The Psychopolitics of a Metallurgic Mecca: Social and Demographic Transformations

"For the Industrial Plan; for completing a five-year plan in only four; against religion" Yurij Pimenov, 1930 (http://en.doppiozero.com/materiali/interviste/putin-and-russian-spirit-interview-with-gian-piero-piretto)

“For the Industrial Plan; for completing a five-year plan in only four” Yurij Pimenov, 1930 (source)

The construction of the Magnetostroi, an envisioned beacon of industrial prowess and microcosm of the idealized egalitarian society, was an enormous undertaking by the Soviet government in the 1930s that engendered massive paradigmatic shifts in demographics, economics, and the relationship between central authority and the proletarian masses. The frequently irrational ambition of the Bolshevik government sparked a variety of obstacles that were often met with rather paradoxical schemes in an attempt to rapidly and efficiently allocate human resources. In his essay entitled Peopling Magnitostroi, Stephen Kotkin illustrates how the rise of construction centers in the untamed Siberian steppe encompassed the drive for collectivization, rapid economic development, and proletarianization that so permeated Stalin’s first Five Year plan.

Kotkin begins by discussing the first step undertaken in order to propel this tremendous project upon its course: the idea of mobilization, a key element integral to the mindset of the Bolsheviks in authority. However, due to the high demand for workers and the refusal of many to leave their posts to embark on a fantastical quest to the unforgiving Siberian wilderness, the central authority executed a process laced with sensationalist propaganda often bordering on fanaticism known as recruitment (orgnabor) ((Stephen Kotkin, “Peopling Magnitostroi,” in Magnetic Mountain: Stalinism as a Civilization (Berkeley: University of California Press, 1993), 67.)) in an attempt to incentivize the peasants with raw materials in exchange for labor – essentially setting up the foundations for a pseudo-labor market. As more obstacles vindictively thwarted the site’s path to industrial nirvana, the Soviet government often resorted to more capricious and coercive methods, including the assembly of exiled kulaks and peasants caught in a vicious cycle of subjugation into human resources, rapid and fleeting economic success, greater ambitions at the central authority, and further subjugation. Nonetheless, not all of the peasant migration from the countryside to the cities was violently induced; the otkhodniki, or peasant seasonal workers, often came of their own will. It was the government’s desire, however, to make them permanent and bring a wide variety of foreigners from the outside regions into a single collective working group in the cities, leading to large-scale demographic transfigurations. ((Ibid, 72-73.))

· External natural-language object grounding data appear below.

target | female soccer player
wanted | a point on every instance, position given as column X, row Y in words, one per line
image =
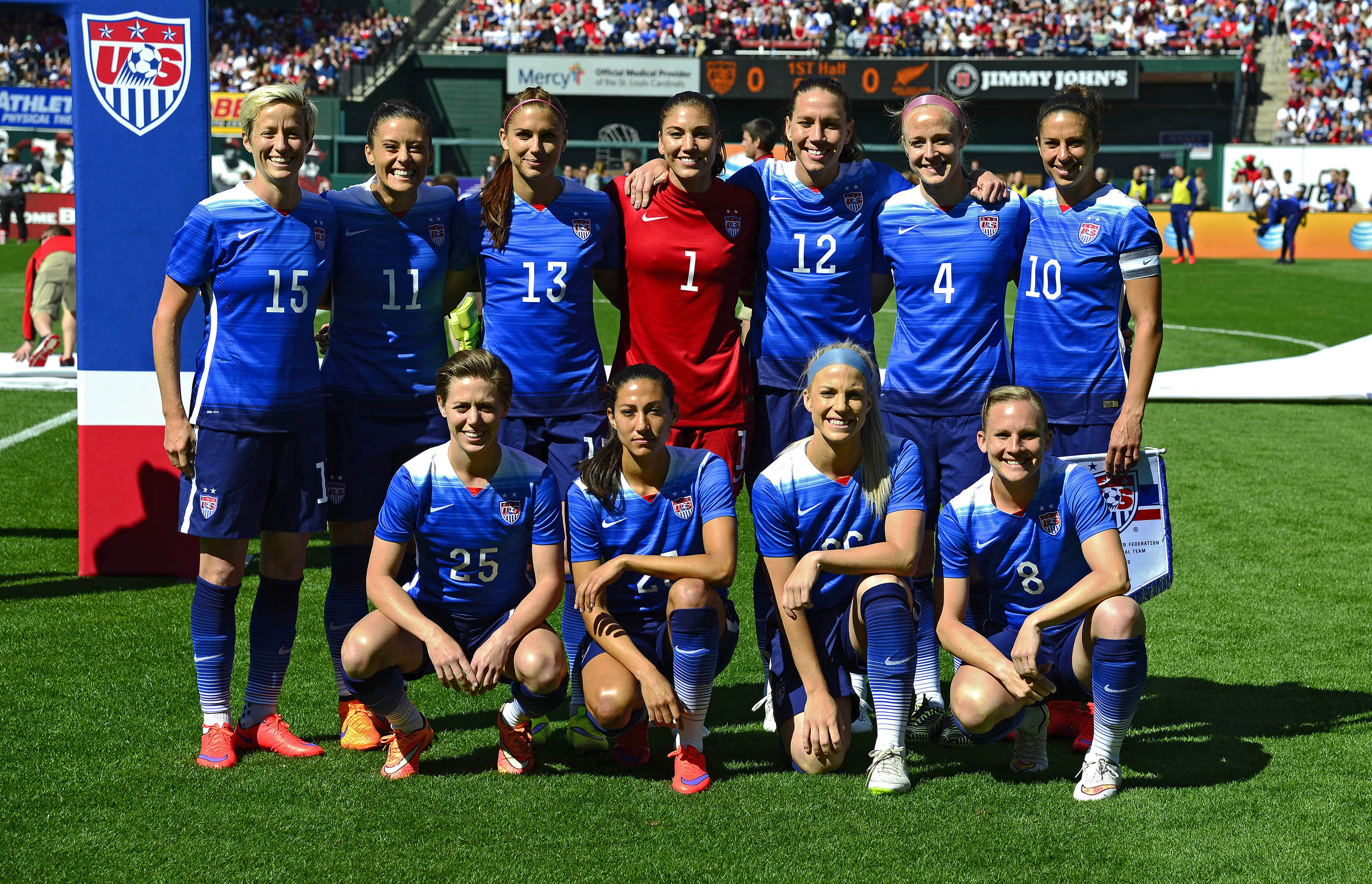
column 950, row 258
column 1091, row 263
column 655, row 544
column 385, row 346
column 839, row 520
column 538, row 243
column 685, row 263
column 479, row 513
column 1061, row 625
column 252, row 450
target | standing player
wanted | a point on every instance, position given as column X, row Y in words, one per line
column 385, row 346
column 951, row 260
column 1090, row 263
column 538, row 243
column 1061, row 625
column 840, row 518
column 655, row 544
column 685, row 261
column 479, row 513
column 252, row 451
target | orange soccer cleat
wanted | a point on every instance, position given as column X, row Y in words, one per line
column 515, row 754
column 273, row 735
column 691, row 776
column 402, row 753
column 360, row 729
column 217, row 747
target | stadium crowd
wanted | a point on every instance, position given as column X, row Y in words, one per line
column 311, row 47
column 958, row 28
column 1331, row 46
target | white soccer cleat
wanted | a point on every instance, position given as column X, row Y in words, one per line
column 1031, row 754
column 887, row 775
column 1097, row 780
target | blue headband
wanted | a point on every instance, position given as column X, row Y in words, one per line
column 841, row 356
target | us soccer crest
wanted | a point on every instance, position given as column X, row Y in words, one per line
column 684, row 507
column 138, row 66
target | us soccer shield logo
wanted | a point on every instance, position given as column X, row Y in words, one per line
column 138, row 66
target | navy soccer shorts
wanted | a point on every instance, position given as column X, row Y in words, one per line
column 252, row 482
column 364, row 455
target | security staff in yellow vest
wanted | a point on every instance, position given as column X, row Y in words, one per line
column 1139, row 188
column 1183, row 204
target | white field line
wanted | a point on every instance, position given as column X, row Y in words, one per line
column 38, row 430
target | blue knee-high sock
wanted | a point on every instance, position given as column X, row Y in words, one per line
column 1119, row 670
column 574, row 632
column 891, row 659
column 695, row 658
column 345, row 603
column 271, row 640
column 212, row 642
column 927, row 653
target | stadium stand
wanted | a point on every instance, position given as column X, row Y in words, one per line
column 308, row 46
column 997, row 28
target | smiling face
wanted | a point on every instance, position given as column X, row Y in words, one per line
column 689, row 143
column 401, row 153
column 643, row 416
column 933, row 145
column 839, row 401
column 536, row 139
column 1067, row 147
column 474, row 412
column 818, row 129
column 1014, row 441
column 279, row 142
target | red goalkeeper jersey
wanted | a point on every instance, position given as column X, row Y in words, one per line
column 686, row 257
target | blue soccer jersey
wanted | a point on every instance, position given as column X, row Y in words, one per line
column 1072, row 301
column 697, row 489
column 799, row 510
column 814, row 263
column 538, row 309
column 261, row 275
column 951, row 269
column 1032, row 558
column 386, row 331
column 472, row 550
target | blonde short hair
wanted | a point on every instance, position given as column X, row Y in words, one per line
column 278, row 94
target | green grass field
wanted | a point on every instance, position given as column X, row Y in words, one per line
column 1245, row 761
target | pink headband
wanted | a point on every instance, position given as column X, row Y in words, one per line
column 938, row 101
column 531, row 102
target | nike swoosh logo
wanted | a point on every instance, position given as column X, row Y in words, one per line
column 404, row 761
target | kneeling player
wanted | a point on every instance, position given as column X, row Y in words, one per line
column 478, row 513
column 1039, row 530
column 840, row 520
column 655, row 544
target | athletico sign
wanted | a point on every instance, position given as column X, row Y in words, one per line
column 1020, row 79
column 584, row 75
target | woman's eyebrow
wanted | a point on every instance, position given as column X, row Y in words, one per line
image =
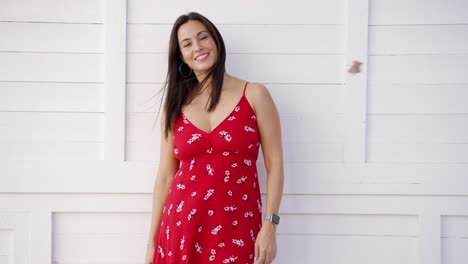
column 198, row 34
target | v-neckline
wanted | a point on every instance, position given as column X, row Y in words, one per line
column 220, row 123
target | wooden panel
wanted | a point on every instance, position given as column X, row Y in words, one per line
column 420, row 69
column 418, row 128
column 352, row 249
column 411, row 152
column 50, row 150
column 151, row 68
column 28, row 126
column 72, row 11
column 51, row 97
column 418, row 39
column 266, row 39
column 401, row 12
column 51, row 67
column 55, row 37
column 454, row 239
column 418, row 99
column 304, row 12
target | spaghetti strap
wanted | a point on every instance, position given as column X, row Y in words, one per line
column 245, row 88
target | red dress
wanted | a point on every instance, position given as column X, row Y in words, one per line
column 213, row 210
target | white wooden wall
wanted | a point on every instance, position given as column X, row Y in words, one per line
column 376, row 162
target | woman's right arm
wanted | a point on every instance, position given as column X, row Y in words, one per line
column 168, row 166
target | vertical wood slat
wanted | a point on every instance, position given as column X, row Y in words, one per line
column 354, row 149
column 430, row 245
column 115, row 81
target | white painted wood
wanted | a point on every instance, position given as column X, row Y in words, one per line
column 418, row 39
column 115, row 81
column 51, row 37
column 402, row 12
column 51, row 97
column 454, row 242
column 253, row 12
column 419, row 69
column 45, row 126
column 51, row 67
column 63, row 11
column 263, row 39
column 151, row 68
column 354, row 134
column 430, row 233
column 31, row 150
column 418, row 99
column 418, row 128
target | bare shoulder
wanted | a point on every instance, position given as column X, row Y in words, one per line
column 258, row 95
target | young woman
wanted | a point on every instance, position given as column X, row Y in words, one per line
column 207, row 206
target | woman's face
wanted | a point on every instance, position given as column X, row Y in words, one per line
column 197, row 46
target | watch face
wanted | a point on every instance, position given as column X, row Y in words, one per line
column 275, row 219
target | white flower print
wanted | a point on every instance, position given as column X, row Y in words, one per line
column 191, row 214
column 252, row 235
column 231, row 259
column 198, row 248
column 225, row 135
column 216, row 229
column 249, row 129
column 182, row 242
column 169, row 210
column 194, row 138
column 212, row 255
column 248, row 214
column 160, row 251
column 238, row 242
column 230, row 208
column 226, row 176
column 179, row 207
column 241, row 179
column 192, row 162
column 209, row 170
column 209, row 194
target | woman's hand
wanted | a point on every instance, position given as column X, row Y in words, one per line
column 265, row 245
column 149, row 255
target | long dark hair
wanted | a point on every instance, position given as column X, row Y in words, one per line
column 181, row 90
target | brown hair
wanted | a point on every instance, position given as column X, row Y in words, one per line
column 181, row 90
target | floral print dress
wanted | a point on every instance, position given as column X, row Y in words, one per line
column 213, row 210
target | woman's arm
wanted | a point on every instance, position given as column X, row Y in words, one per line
column 168, row 166
column 270, row 136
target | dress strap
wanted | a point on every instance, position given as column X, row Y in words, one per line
column 245, row 87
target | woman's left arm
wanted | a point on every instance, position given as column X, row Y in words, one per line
column 270, row 136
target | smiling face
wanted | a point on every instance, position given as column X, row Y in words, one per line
column 197, row 46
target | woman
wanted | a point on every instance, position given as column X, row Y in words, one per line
column 207, row 206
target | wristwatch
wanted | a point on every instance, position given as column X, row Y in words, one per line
column 274, row 218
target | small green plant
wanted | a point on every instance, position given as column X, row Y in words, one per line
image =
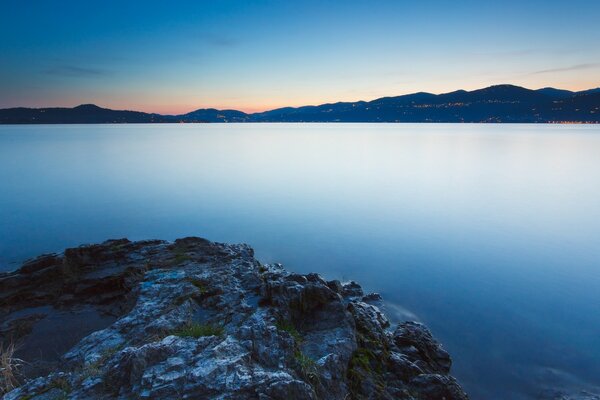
column 308, row 367
column 9, row 365
column 289, row 327
column 180, row 256
column 197, row 330
column 61, row 383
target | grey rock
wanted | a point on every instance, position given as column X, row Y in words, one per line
column 197, row 319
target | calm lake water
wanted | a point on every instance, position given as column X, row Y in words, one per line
column 490, row 234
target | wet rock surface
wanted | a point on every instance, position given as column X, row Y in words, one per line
column 196, row 319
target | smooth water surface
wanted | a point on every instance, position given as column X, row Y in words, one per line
column 490, row 234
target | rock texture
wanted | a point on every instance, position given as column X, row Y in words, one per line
column 201, row 320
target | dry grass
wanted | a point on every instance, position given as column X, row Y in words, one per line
column 9, row 365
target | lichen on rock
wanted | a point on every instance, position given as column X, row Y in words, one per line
column 197, row 319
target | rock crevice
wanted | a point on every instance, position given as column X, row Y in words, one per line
column 197, row 319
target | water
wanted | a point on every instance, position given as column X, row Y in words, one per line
column 490, row 234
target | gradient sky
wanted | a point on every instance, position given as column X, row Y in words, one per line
column 174, row 57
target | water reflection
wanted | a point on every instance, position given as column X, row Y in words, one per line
column 489, row 234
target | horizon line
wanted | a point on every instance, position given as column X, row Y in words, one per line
column 262, row 110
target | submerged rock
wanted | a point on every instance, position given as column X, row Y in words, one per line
column 199, row 320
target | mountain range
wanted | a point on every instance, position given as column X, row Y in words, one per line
column 494, row 104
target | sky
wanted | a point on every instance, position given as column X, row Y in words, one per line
column 178, row 56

Another pivotal argument posed by Kotkin is the idea of the social transformation, propagated by the government’s garnering of illiterate and inexperienced individuals, blank slates on which socialism could be deeply etched into via training programs at the industrial center, which had been employed to simultaneously play the role of the supreme factory of skilled proletarians and cadres that “grew like mushrooms.” ((Ibid, 76.)) The philosophy of collectivization and crushing counterrevolutionary thought also prevailed in the industry through the government’s vanquishing of peasant artels, a capitalist-esque form of hierarchy and authority. ((Ibid, 77))

An incredulous aspect of the nature of Magnitostroi’s development is the paradoxical policy decisions made by the government in attempts to combat the disorder and reluctance of the workers to perform their jobs during construction. To incentivize, the oxymoronic socialist competition was introduced, ((Ibid, 79)) and to organize, the old Tsarist passport identification system was reintroduced. This serves to illustrate how far the government was willing to go for the sake of industrial progress and efficient collective work, and how exponentially the authority of the government rose at the same time, imbuing the populace with industrial spirit. Despite the fact that the increased systemization brought along with it an onslaught of limitations and obstacles, the government was relatively successful in dictating the blueprints for a modern metallurgic civilization. Overall, the essay was quite the comprehensive dissection of Soviet industrialism and social change during the 1930s, using Magnitostroi as an example. Delving into the idea of Stalinism as the encroaching dominant political philosophy and Stalin’s involvement further than just the Five Year Plan would make for a broader discussion.